An experimental investigation of subcooled flow boiling heat transfer in an orthogonal macro channel (d_h = 16 mm) is undertaken. An extraordinary heat transfer performance is observed when a single copper wire mesh screen covers the heating surface of the channel. Experiments are performed with deionized water, at a mass flux range of 100–410 kg/m²s and a heat flux range of 50–850 kW/m². A series of highly subcooled flow boiling experiments demonstrates the existence of regions of heat transfer enhancement, compared to a smooth reference surface. The addition of the mesh layer triggers a self-sustained flow instability accompanied by intense pressure oscillations which allows for remarkably thermally steady state conditions to take place. While in several heat transfer studies, the appearance of pressure oscillations has been attributed with heat transfer deterioration, in the current study we observe that a self-sustained oscillatory flow leads altogether to heat transfer enhancement, baring close resemblance to the well-known microbubble emission boiling flow phenomenology and heat transfer. Aspects of temperature, pressure and flow regimes are presented and discussed accordingly.

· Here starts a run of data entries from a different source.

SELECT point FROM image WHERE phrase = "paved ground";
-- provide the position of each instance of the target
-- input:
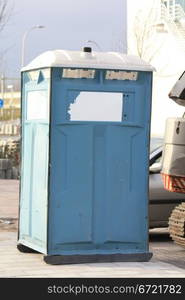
(168, 260)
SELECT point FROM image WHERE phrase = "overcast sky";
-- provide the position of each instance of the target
(69, 23)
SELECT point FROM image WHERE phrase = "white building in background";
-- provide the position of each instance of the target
(156, 32)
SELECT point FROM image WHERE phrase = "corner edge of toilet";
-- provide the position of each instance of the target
(85, 157)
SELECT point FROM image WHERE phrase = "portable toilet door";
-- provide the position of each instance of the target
(85, 126)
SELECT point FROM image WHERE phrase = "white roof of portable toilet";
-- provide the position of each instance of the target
(81, 59)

对正交宏观通道 (d _h  = 16 mm) 中的过冷流沸腾传热进行了实验研究。当单个铜丝网覆盖通道的加热表面时，观察到非凡的传热性能。使用去离子水进行实验，质量通量范围为 100–410 kg/m ² s，热通量范围为 50–850 kW/m ². 与光滑的参考表面相比，一系列高度过冷的流动沸腾实验证明了传热增强区域的存在。网格层的添加引发了自持流动不稳定性，伴随着强烈的压力振荡，这允许发生显着的热稳态条件。虽然在几项传热研究中，压力振荡的出现归因于传热恶化，但在目前的研究中，我们观察到自持振荡流完全导致传热增强，与众所周知的微气泡排放非常相似沸腾流动现象学和传热。相应地介绍和讨论了温度、压力和流动状态的各个方面。